Crybaby. Tattletale. Mama’s boy. Kids can be nasty little name-callers, can’t they?
It’s easy to deflect some schoolyard slurs — the ones we know for sure aren’t true. Scaredy-cat? In your dreams. Goody Two-shoes? Puh-leeze. But other labels — shorty, for instance, or carrot-top —are so obviously, undeniably true, there’s no point in even ducking their well-aimed wallop.
For me, bossy was one of those labels. The no-denying kind. The kind you can only answer with an “Oh, yeah? Well, so what!” and go on about your life.
I’m bossy. It’s not an endearing quality, nothing to brag about. But my classmates and I can attest that it’s absolutely accurate.

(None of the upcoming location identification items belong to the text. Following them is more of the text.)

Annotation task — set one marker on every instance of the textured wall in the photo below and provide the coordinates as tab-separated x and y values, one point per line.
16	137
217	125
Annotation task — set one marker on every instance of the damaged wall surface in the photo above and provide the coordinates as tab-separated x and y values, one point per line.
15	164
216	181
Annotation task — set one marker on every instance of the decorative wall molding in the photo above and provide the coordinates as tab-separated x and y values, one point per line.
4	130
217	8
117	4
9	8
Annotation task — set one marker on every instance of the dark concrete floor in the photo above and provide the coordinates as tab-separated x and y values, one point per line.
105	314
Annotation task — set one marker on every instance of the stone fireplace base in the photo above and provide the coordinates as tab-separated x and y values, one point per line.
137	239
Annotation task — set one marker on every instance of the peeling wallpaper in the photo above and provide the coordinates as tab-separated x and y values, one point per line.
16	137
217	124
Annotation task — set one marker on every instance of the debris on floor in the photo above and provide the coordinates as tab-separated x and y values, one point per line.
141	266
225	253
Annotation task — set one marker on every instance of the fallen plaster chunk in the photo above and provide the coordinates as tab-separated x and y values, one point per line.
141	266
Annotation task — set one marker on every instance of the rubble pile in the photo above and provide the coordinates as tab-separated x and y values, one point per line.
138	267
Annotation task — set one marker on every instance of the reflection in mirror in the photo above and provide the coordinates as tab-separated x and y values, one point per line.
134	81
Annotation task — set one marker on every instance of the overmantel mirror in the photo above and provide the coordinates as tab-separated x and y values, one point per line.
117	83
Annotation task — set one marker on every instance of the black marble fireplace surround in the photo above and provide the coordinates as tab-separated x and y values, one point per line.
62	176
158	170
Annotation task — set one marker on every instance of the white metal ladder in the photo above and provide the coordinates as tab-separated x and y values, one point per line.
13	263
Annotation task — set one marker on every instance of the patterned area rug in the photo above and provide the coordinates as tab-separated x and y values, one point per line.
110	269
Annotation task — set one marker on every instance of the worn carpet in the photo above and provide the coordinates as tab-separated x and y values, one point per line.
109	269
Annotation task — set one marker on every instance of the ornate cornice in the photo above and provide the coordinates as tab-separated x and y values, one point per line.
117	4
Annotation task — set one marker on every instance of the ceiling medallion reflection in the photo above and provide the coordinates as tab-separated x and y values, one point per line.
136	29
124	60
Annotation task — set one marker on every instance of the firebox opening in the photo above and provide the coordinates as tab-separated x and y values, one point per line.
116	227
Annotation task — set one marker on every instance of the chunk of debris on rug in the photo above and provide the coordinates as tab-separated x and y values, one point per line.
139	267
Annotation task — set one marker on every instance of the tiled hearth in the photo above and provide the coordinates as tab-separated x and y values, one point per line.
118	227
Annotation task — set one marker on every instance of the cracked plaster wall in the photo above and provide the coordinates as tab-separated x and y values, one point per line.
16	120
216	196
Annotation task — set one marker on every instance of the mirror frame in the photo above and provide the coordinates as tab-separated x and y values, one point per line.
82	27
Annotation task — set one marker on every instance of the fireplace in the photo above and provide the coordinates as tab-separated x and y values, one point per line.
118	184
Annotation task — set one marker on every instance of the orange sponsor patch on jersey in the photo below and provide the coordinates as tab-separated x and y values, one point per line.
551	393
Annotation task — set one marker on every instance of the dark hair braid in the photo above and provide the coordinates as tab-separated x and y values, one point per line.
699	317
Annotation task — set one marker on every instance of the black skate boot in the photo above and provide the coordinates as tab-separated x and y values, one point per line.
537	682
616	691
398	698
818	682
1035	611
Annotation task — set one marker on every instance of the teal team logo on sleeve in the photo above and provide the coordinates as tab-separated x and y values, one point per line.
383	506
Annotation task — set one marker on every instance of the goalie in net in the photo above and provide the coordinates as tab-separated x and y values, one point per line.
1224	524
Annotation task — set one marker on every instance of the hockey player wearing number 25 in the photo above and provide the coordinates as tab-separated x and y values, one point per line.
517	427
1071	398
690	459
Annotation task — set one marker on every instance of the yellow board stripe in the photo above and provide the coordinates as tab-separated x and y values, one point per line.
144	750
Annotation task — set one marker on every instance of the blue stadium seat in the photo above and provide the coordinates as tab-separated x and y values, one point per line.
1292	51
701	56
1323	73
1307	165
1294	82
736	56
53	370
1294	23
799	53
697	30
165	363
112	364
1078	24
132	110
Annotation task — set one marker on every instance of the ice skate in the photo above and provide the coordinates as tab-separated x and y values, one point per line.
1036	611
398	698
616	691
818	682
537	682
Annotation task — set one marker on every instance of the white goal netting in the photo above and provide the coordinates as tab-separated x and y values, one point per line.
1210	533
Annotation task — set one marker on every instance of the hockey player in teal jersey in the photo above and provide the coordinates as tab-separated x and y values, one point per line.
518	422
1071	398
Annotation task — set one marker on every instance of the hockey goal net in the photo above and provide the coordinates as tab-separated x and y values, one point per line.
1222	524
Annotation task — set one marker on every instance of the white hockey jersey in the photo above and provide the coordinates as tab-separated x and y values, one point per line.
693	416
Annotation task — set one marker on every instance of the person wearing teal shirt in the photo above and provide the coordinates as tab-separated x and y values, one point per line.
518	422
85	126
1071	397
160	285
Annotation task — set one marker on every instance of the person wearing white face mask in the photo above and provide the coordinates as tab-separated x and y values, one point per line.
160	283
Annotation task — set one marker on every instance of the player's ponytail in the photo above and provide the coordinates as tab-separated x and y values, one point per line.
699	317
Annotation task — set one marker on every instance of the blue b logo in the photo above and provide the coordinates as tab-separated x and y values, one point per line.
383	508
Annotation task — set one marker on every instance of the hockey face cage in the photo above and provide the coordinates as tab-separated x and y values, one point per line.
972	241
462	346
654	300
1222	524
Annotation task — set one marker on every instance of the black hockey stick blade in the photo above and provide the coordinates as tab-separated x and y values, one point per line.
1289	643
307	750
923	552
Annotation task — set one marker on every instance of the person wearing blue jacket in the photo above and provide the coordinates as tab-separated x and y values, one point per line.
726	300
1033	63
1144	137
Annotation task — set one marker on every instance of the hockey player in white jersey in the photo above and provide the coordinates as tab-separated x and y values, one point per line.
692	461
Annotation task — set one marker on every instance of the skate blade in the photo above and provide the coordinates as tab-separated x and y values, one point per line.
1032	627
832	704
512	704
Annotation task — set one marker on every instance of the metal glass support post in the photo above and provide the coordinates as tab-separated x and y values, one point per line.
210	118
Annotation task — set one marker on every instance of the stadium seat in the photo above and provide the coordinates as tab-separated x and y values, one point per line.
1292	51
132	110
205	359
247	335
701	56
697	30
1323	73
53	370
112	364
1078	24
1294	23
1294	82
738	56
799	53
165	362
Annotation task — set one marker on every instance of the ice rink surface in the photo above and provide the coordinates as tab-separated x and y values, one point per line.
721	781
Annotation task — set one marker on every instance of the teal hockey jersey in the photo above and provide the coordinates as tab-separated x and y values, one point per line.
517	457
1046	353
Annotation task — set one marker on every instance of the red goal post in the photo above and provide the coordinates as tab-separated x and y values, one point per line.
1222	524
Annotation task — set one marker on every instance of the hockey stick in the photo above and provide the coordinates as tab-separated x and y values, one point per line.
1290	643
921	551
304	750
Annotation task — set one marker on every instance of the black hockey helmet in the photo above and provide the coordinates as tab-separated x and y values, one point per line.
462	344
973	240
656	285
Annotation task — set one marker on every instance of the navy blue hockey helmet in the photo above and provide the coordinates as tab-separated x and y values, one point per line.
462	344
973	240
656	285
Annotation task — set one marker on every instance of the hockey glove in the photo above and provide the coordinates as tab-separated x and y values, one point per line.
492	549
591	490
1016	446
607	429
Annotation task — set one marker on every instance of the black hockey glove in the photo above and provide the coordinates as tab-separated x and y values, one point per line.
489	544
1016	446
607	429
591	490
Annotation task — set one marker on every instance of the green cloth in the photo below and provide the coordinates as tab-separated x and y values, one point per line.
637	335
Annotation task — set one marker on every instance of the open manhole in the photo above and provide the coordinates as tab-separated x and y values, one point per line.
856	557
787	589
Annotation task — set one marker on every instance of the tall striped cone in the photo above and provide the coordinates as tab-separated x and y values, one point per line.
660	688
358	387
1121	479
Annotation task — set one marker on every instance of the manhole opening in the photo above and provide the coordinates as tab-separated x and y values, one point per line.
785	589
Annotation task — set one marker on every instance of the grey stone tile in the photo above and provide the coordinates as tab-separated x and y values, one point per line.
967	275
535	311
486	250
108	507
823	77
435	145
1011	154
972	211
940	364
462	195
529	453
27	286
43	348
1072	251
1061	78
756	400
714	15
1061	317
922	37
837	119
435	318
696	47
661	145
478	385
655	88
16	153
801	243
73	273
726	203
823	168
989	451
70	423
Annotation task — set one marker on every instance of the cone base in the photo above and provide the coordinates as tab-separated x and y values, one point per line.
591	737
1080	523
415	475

It’s also the reason I’m about to put Sheryl Sandberg in her place.
Sandberg, Facebook’s COO and the author of Lean In, has joined forces with the Girl Scouts in a campaign to retire the word “bossy” from public lexicon. Their argument: It quashes girls’ leadership instincts.
“We know that by middle school, more boys than girls want to lead,” Sandberg told ABC News, “and if you ask girls why they don’t want to lead, whether it’s the school project all the way on to running for office, they don’t want to be called bossy, and they don’t want to be disliked.”